Venturing outdoors while staying safe from skin cancer can be a tricky task. One engineer is helping Australians make safer decisions about their exposure to UV radiation.
It might come as no surprise to those of us enduring the blazing sun of a summer Down Under that Australia has the highest rate of melanoma in the world.
This fact was one that captured the attention of RMIT Postdoctoral Researcher Dr Wenyue Zou when she first arrived in Melbourne from China in 2014.
“Skin cancers account for about 80 per cent of all newly-diagnosed cancers every year, and over-exposure to solar UV radiation is the number one cause of skin cancer,” she told create.
“What we really need is balanced [ultraviolet (UV) radiation] exposure — not too much that we will risk skin cancer and not too little that we may risk vitamin D deficiency. But UV is invisible to humans, so we can’t see it, and it’s not related to temperature either, so we can’t feel it.
“Therefore, it is extremely challenging for us to manage the sense of exposure.”
Fortunately, Zou had been working on some technology that could help the more sun-susceptible among us stay safe outdoors.
Zou’s technology is an ink that changes colour with the intensity of UV radiation to which it is exposed and the duration of that exposure. By pairing phosphomolybdic acid (PMA) with an electron donor, Zou created a sensor that would change from pale yellow to blue when exposed to UV radiation.
Initially, her technology was not supposed to detect the radiation, but the reverse; she would use UV light to activate the sensor, and that could then be used to detect the presence of other substances. But then she realised her work could be used to warn of UV exposure itself.
“We thought, if UV can be used to detect other molecules and if we can find the appropriate molecule, we may use this same mechanism to detect UV,” Zou explained.
The next challenge was to turn the ink from a substance produced in a lab to something that regular people could take out into the sun and use in their day-to-day life — after all, even a liquid that could be used to warn someone that their skin was in danger of being damaged would not be much use if it had to be carried around in a test tube.
Zou settled on a wearable wristband, which meant the ink would have to be soaked into a piece of paper.

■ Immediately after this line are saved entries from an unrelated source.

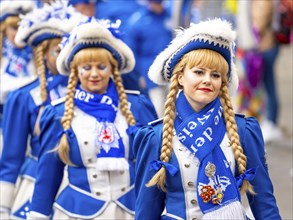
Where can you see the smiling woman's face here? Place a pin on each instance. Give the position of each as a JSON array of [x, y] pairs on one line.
[[94, 67], [201, 85], [201, 76], [94, 76]]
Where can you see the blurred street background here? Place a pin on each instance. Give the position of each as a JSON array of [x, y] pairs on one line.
[[280, 154]]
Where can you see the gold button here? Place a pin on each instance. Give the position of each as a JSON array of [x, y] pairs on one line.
[[193, 201], [190, 184]]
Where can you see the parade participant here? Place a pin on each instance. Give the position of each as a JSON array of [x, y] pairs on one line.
[[148, 31], [16, 64], [195, 162], [95, 123], [41, 29]]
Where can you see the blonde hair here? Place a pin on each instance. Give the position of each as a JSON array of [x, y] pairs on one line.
[[89, 55], [9, 21], [39, 55], [211, 59]]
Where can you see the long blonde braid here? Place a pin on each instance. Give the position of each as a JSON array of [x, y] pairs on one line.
[[232, 131], [159, 178], [1, 40], [124, 106], [63, 147]]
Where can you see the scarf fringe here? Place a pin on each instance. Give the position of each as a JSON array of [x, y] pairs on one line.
[[112, 164], [231, 211]]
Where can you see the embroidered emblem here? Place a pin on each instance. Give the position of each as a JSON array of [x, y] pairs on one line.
[[213, 191], [107, 136]]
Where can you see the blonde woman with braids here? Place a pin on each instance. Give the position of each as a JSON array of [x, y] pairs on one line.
[[96, 123], [41, 29], [198, 160]]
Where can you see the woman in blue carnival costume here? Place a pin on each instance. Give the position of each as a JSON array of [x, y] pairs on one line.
[[207, 155], [96, 124], [43, 30], [16, 63]]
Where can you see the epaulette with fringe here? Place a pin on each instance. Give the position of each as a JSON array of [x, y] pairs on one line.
[[134, 92], [58, 101], [30, 81], [157, 121]]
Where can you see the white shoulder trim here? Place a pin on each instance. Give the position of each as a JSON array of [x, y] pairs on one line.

The device would also need to be cheap enough and simple enough to produce that it could be disposed after one use, since the reaction Zou’s technology uses does not work in reverse.
“The current version is just a disposable sensor; you can only use it one time, but it’s very cheap,” Zou said.
“We are targeting around one dollar each so it doesn’t really pose a [financial] problem if you can’t use it multiple times.”
And getting it to that point meant experimenting with different chemicals to determine which would react correctly with the PMA, as well as refining the paper used to produce the sensor.
“It seems very simple, but the development process was very challenging,” Zou said.
“We tried maybe 100 different molecules to find the appropriate one to use in this sensor. And the fabrication was also quite complicated, like what kind of paper was being used, and we also used some filters on top of the paper.”
And while helping Australians keep sun-safe is important, Zou believes light-sensitive technology like this could have further applications.
“For example, this technology can be used for packaging materials; if you have some UV-sensitive products you can put this sensor on the packaging materials, and once the sensor changes colour it means the product has received enough UV and it may lose its property,” she explained.
“We may also use this sensor to check the [efficacy] of some UV lights. For example, these days, people use UV lights to sterilise masks and gloves, and this sensor can be used to check whether the UV light is still working and how long it should be used to sterilise their components.”
Custom indicators
The Fitzpatrick scale categorises human skin tones on a six-point scale and indicates the skin’s response to ultraviolet light on that basis. Devised in 1975 by dermatologist Thomas B Fitzpatrick, an early researcher into melanoma, the scale demarcates skin from Type I — pale skin that always burns and never tans — to Type VI — deeply pigmented skin that never burns.
Zou originally intended her UV sensors to be interchangeable among people of all skin tones. However, she decided the technology would be more useful if the sensors could be callibrated to match a user’s Fitzpatrick scale skin type.
“People with fair skin tones, they are very sensitive to UV and they are at high risk of skin cancers, and people with dark skin tones, they can tolerate more UV but they also need more UV to produce enough vitamin D,” she explained. “So the one-size-fits-all concept does not apply here.”
Zou said this feature was achieved during the technology development stage, but the wristband will require further refinement before being widely available on the market, however.
“As a scientist, as an engineer, when we design the concept … we only considered maybe the property of the materials, the functionality of the product,” she explained.
“But when we take it to the market, we need to consider more factors, like how to make it appealing to attract more consumers and how to make it comfortable to wear for the customers, and how to make it cost-effective.”